📓2.1: Pandas

Table of Contents


What is Data Science?

Data Science
An emerging, interdisciplinary field that brings together ideas that have been around for years, or even centuries about processes and systems to extract knowledge and/or to make predictions from data in various forms.

In 2016 a study reported that 90% of the data in the world today has been created in the last two years alone. This is the result of the continuing acceleration of the rate at which we store data. Some estimates indicate that roughly 2.5 quintillion bytes of data are generated per day; that’s 2,500,000,000,000,000,000 bytes!

By comparison, all the data in the Library of Congress adds up to about 200 TB, merely 200,000,000,000,000 bytes. This means that we are capturing 12,500 libraries of congress per day!

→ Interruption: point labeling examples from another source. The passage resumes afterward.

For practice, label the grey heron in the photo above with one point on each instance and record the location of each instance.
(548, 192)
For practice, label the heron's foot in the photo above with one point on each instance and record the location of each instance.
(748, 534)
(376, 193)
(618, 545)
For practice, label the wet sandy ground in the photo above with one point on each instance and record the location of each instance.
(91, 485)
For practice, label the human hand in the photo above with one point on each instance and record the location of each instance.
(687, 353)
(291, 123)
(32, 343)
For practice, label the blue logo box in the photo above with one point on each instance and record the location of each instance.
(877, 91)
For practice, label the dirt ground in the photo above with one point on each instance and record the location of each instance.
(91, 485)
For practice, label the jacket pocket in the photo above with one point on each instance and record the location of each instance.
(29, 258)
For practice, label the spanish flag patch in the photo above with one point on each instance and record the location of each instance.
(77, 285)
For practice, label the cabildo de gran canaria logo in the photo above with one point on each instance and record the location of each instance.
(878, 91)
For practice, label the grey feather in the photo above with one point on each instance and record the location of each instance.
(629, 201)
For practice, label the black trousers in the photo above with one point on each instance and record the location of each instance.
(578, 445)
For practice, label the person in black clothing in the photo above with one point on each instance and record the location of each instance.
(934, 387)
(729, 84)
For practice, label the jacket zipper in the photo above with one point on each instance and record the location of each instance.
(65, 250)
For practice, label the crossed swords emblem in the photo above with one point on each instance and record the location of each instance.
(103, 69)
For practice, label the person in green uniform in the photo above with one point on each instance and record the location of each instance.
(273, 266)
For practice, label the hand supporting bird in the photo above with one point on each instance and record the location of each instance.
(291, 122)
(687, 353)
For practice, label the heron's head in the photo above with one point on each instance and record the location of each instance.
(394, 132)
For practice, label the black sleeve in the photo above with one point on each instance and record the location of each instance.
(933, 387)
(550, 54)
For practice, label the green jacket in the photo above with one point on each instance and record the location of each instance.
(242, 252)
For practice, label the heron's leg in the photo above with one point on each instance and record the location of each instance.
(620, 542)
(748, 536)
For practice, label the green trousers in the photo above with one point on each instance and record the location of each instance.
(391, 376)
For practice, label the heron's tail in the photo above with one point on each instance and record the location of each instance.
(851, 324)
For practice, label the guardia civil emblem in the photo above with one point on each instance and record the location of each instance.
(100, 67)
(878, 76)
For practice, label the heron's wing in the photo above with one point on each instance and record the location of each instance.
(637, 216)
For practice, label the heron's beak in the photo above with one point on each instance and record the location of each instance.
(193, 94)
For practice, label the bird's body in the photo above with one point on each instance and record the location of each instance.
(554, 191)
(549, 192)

The amount of data that Google alone stores in its servers is estimated to be 15 exabytes (15 followed by 18 zeros!). You can visualize 15 exabytes as a pile of cards three miles high, covering all of New England.

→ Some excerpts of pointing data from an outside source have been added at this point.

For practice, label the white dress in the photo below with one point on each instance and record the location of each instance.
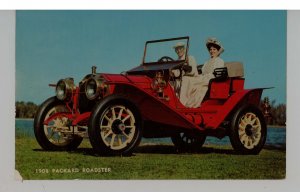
(199, 86)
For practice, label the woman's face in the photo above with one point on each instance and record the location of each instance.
(180, 51)
(214, 52)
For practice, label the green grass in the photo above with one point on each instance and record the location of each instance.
(149, 162)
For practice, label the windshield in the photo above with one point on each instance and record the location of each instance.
(159, 51)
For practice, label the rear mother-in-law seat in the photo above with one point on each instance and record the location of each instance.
(228, 80)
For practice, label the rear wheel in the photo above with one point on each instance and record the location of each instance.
(115, 126)
(248, 130)
(51, 136)
(187, 141)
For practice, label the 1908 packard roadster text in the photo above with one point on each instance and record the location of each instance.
(116, 110)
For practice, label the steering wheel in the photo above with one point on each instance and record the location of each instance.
(165, 59)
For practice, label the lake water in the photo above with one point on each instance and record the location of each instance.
(276, 136)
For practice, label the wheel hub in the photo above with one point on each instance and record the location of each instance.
(118, 126)
(248, 130)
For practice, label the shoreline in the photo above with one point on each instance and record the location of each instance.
(25, 119)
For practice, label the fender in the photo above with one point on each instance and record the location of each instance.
(251, 96)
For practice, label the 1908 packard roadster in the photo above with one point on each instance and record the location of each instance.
(116, 110)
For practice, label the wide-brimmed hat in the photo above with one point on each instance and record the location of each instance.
(214, 42)
(179, 44)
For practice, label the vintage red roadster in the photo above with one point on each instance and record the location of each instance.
(116, 110)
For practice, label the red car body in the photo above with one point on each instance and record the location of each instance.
(148, 88)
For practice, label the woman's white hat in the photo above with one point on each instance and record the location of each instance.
(179, 44)
(214, 41)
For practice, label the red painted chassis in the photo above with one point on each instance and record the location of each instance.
(159, 109)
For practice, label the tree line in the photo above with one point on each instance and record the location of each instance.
(25, 109)
(277, 112)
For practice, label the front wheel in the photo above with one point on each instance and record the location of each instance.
(248, 131)
(52, 136)
(115, 126)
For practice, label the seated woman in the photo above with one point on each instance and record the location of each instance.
(201, 84)
(194, 86)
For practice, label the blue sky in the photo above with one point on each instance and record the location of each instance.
(51, 45)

Everywhere you go, someone or something is collecting data about you: what you buy, what you read, where you eat, where you stay, how and when you travel, and so much more. By 2025, it is estimated that 463 exabytes of data will be created each day globally, and the entire digital universe is expected to reach 44 zettabytes by 2020. This would mean there would be 40 times more bytes than there are stars in the observable universe!

Often, this data is collected and stored with little idea about how to use it, because technology makes it so easy to capture. Other times, the data is collected quite intentionally. The big question is: what does it all mean? That’s where data science comes in.

What does a data scientist do?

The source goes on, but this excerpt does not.